The stories have a timeless appeal, supported by the illustrations of Alex Brychta - Hunt’s creative partner from the start. Though the illustrations literally represent the text, so children can follow the stories in words and pictures, they are full of hidden jokes about everyday life, many rich in an irony that adults can appreciate. As a parent who has been through the Reading Tree three times, I have never tired of Brychta’s visual cracks about the school caretaker and the nosy neighbour, to name but two of his inspired minor characters.There is something in the books for all of us, children, teachers and parents.

Brychta and Hunt are as sought-after for school visits as any other successful author or illustrator. They have become VIPs, called upon to open schools, and receiving dozens of letters a week from children with their own ideas for new Magic Key adventures.

Even though Hunt and Brychta have been hoping for years to see their characters on television, they are nevertheless nervous about the HIT initiative. A project that has been so close to them and that they have controlled and tailored for so long has been taken out of their hands. The programmes and tie-in publications are quite different, being wholly new material with stories written by a team of scriptwriters overseen by Jocelyn Stevenson, who has previously been involved in writing and creating award-winning programmes such as Sesame Street and The Magic School Bus.

They have been animated by Collingwood O’Hare Entertainment, which has produced more than 150 animated children’s series for television, including Dennis and Gnasher and Oscar’s Orchestra. Some of the characters’ traits, such as Biff’s bossiness, Kipper’s mischievousness and Wilma’s common sense, have been expanded for the programmes.

HIT initially intended to make mainstream children’s entertainment programmes out of the Magic Key stories. But then it opted for a two-pronged approach, to entertain and to educate by delivering literacy-hour objectives using a new range of stories. Each of the 26 programmes is 15 minutes long and contains a two-minute introduction on the theme and key objectives; a “Floppy” moment full of doggy activities and humour to reinforce the objectives; a seven-minute Magic Key adventure (which will also be broadcast separately on Children’s BBC); a one-minute reinforcement of the objective and a 30 second “wrap-up” of the theme at the end.
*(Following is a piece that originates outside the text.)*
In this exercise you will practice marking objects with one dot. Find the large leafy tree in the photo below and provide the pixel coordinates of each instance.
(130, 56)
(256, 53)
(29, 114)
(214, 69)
For example, in “HMS Sweet Tooth” the learning objective is full stops, a theme that is tied neatly and imaginatively into the adventure without forcing the point. The programmes are professional, well constructed, bright and breezy, although they lack some of the precision and ironic sparkle of Brychta’s illustrations. HIT, however, has no doubt they will be a success.

HIT’s chief executive, Peter Orton, says: “What you will see is a wonderful extension of the Reading Tree. We have tried to capture as much as we can of the original concept, while creating something new. Never before has this quality of animation been put into an educational programme.”
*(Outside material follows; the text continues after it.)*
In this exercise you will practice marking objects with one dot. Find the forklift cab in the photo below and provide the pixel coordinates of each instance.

Although Brychta has requested that the illustrations in the tie-in books be sharpened up for the next batch of publications, he is happy with what he has seen of the programmes so far. “I think they will enhance the Reading Tree rather than detract from it,” he says. “There is a limit to how much I can interfere. At some point you have to let go.”

Perhaps one of the strengths of the Reading Tree is that it has been built up slowly, taking small but undoubtedly lucrative steps along the way, responding closely to the needs of schools. Television is a different beast and can create an explosion of interest that is capable of fizzling out just as quickly. Brenda Stones, publishing director of the education division of OUP, acknowledges that television can create “extremes” but is confident that the Reading Tree will continue to develop. She says: “I am confident people will fall back on the original books. The core stories will go on and on even if this new bubble bursts.”

The Magic Key series will be broadcast on BBC2‘s schools’ slot from Monday, September 25 at 9.30am and on Children’s BBC television from Friday, October 13 at 3.45pm.